Im Lockergestein: Die ersten ca. 1.500 Meter im Bereich des lockeren und im Bergwasser liegenden Gebirges werden mit einem flüssigkeitsgestützten Schildvortrieb (Hydroschild) bewältigt. Hierbei schließt hinter einem Schneidrad eine Stahlröhre den Vortriebsbereich der Maschine hermetisch gegenüber dem Gebirge ab. Dadurch kann auf eine Wasserhaltung verzichtet werden. Der gelöste Boden wird herausgepumpt. Die Stützflüssigkeit wird vom Ausbruchmaterial getrennt und der Maschine wieder zugeführt.
Im Hartgestein: Nach dem Auffahren im Hydroschildmodus werden die Maschinen zu Hartgesteinsmaschinen umgebaut.
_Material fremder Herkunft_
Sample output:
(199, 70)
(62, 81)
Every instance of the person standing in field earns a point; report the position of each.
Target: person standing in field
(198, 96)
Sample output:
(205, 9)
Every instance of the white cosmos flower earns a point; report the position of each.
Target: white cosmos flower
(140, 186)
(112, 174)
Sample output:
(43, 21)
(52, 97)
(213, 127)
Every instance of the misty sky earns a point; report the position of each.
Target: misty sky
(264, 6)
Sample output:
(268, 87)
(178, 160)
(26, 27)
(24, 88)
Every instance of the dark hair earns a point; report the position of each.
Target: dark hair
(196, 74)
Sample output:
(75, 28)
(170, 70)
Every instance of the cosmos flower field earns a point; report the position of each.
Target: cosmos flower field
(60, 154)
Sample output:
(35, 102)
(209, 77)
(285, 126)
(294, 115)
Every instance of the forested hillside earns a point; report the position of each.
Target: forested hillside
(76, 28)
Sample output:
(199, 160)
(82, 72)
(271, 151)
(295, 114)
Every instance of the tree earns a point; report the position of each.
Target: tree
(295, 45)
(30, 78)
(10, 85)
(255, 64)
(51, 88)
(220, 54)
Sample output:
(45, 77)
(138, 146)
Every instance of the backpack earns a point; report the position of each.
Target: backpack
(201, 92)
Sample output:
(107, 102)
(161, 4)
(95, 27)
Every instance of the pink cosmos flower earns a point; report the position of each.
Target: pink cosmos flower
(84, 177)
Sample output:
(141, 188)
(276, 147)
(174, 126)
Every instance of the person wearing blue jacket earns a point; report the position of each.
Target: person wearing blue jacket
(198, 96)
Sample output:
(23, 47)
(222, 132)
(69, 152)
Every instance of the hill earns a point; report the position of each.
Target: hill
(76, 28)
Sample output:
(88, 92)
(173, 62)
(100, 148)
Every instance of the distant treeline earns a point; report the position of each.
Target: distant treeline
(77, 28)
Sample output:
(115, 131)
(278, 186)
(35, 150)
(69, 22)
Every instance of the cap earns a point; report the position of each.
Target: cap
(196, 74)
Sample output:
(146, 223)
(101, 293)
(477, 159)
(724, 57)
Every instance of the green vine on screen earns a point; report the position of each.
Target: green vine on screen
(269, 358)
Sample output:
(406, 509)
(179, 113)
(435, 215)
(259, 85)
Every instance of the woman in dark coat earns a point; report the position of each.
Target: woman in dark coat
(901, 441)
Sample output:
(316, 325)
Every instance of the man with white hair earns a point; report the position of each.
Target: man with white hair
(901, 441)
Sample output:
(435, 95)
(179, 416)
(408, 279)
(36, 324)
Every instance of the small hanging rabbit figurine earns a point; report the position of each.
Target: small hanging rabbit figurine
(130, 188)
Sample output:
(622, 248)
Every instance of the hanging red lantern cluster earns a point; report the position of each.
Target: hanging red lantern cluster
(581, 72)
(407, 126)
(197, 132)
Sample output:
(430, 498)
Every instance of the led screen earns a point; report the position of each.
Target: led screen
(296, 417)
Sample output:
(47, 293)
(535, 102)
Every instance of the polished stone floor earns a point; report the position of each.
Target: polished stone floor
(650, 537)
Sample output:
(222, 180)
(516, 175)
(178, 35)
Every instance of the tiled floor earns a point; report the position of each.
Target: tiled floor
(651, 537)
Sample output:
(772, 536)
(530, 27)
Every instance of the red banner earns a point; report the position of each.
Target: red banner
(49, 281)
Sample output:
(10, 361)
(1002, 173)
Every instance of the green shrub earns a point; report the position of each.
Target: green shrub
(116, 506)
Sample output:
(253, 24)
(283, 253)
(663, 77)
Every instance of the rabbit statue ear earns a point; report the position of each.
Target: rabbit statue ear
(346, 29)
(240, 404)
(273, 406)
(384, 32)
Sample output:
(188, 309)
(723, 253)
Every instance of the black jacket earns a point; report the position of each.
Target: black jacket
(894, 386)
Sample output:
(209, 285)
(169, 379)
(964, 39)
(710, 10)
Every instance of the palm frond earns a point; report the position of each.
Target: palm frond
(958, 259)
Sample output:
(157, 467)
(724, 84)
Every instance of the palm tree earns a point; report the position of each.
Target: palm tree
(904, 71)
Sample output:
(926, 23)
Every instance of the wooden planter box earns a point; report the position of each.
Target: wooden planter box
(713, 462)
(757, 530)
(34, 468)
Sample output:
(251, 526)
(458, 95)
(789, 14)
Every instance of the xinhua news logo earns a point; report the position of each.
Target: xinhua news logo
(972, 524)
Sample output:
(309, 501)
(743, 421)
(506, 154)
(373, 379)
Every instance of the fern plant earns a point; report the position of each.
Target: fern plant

Für die Tunnelvortriebe wird nun in einer geschlossenen Wasserhaltung das Grundwasser zeitweise über bis zu 98 Meter tiefe Bohrbrunnen abgesenkt. Der Materialabtransport erfolgt nun mittels Förderband. Auf den letzten 850 Metern steht das Grundwasser unterhalb der Tunnelsohle, so dass hier keine Wasserabsenkung notwendig ist.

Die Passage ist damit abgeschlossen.